Wild Oats Markets sees growth potential

DENVER -- Wild Oats Markets Inc. sees a potential to grow to 450 to 500 stores in the United States, versus 102 now, said Chief Financial Officer Edward Dunlap on Tuesday.

"We have a significant growth opportunity in a large and highly fragmented market," said Dunlap, in a Webcast presentation at an investor conference in Long Beach, Calif., held by the Boulder, Colo.-based natural foods grocery chain.

Wild Oats now has 3 percent of the total market, while a "national competitor," referring to Whole Foods Market Inc. has 7 percent, according to one of Dunlap's slides. Three-quarters of the U.S. market is "unpenetrated by either one of us," he said.

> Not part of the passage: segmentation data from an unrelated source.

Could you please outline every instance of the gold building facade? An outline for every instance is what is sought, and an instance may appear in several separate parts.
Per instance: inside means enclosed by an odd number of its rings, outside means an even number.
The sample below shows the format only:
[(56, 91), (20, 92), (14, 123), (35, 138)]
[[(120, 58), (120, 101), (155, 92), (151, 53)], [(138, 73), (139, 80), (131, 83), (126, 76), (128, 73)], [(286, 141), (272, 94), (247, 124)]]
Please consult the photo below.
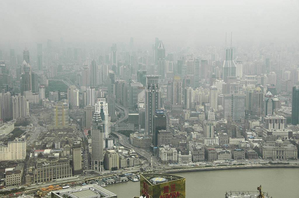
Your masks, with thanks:
[(186, 179), (174, 175), (146, 174), (140, 175), (140, 195), (149, 198), (185, 198)]

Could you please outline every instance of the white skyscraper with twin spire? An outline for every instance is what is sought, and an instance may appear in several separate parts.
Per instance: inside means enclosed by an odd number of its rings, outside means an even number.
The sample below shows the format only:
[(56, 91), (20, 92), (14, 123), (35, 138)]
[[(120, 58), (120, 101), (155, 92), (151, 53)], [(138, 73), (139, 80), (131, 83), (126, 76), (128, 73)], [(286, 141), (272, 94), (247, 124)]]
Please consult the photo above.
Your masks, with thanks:
[(216, 111), (218, 107), (218, 97), (217, 88), (215, 85), (212, 85), (210, 89), (210, 105), (211, 109)]
[(234, 49), (227, 48), (225, 49), (225, 56), (222, 70), (222, 78), (226, 82), (227, 78), (230, 76), (236, 76), (237, 67), (234, 61)]

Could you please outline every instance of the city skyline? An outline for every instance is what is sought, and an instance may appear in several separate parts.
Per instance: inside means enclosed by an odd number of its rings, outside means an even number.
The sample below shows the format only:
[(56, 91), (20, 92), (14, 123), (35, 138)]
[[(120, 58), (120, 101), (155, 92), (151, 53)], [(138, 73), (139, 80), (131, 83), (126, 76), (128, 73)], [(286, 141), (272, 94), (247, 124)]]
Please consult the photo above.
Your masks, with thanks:
[(0, 197), (298, 194), (299, 2), (1, 5)]

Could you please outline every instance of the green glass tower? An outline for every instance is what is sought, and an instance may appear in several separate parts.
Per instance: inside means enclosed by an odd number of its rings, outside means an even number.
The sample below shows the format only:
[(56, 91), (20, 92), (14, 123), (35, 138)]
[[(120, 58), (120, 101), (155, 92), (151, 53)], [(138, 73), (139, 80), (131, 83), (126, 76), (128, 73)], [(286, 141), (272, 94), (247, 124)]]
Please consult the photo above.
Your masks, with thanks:
[(299, 86), (293, 87), (292, 94), (292, 124), (299, 123)]

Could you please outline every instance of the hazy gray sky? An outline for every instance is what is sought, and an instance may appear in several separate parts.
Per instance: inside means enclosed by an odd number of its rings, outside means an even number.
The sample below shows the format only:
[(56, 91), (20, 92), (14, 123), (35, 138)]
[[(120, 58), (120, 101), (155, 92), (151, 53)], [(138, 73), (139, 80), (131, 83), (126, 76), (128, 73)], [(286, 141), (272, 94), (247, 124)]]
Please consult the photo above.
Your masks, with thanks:
[(298, 41), (299, 1), (0, 0), (0, 41)]

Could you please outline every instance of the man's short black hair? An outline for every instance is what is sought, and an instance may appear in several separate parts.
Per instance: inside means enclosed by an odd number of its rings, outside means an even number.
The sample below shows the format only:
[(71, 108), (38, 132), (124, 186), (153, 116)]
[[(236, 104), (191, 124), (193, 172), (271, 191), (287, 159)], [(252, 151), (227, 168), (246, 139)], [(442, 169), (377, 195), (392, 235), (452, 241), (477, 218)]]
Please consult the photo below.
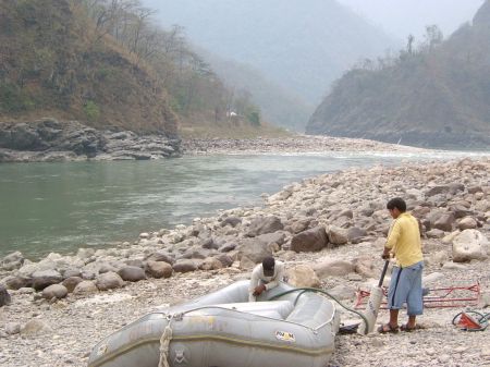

When Wild Oats hits its stride, it will be developing 25 new stores a year, said Dunlap. Providing guidance that was in line with projections provided last August, he said that Wild Oats anticipates opening up to 10 stores in 2003, up to 20 stores in 2004, and up to 25 stores in 2005.

The company has signed 21 leases or letters of intent in 11 markets. Of those 21 new stores, 12 stores will be under its Wild Oats brand and nine farmer's market-type stores under its Henry's Marketplace brand, he said. That takes care of all the new openings for 2003 and half the new openings for 2004, he said.
The company has budgeted $3.5 million in preopening spending for 2003 on the 10 stores, with expenditures targeted to public relations programs, direct mail, fliers, and radio advertising.
In addition, Wild Oats plans to remodel up to 20 stores in 2003 and up to 18 stores in 2004, said Dunlap.
The new stores will be larger than the average size of the company's stores now, which is 21,000 square feet. New Wild Oats stores will be between 26,000 and 28,000 square feet, while new Henry's stores will be between 23,000 and 25, 000 square feet, said Dunlap.

The layouts will follow the prototype Wild Oats store in Long Beach, Calif. and the prototype Henry's Marketplace in Costa Mesa, Calif. The Long Beach store is seeing sales per square foot that are 20.9% higher than the average company store.
Chief Executive Perry Odak reiterated in his slide presentation earnings guidance of 36 cents to 40 cents per share for 2003 and 80 cents to 90 cents per share by 2005.

About 20 percent of Wild Oats' business is in its "Natural Living" division, which features items such as vitamins and mineral supplements, and the company believes there is the opportunity to expand that higher-margin business, executives said Tuesday.
Only 9 percent of Wild Oats customers use it as their primary store, according to Odak. A key company objective is to raise that percentage through better stores, better customer service, and building brand awareness.

Part of the strategy is building an association with the community through events such as Easter egg hunts, donations in time and money to the community, and convenient locations.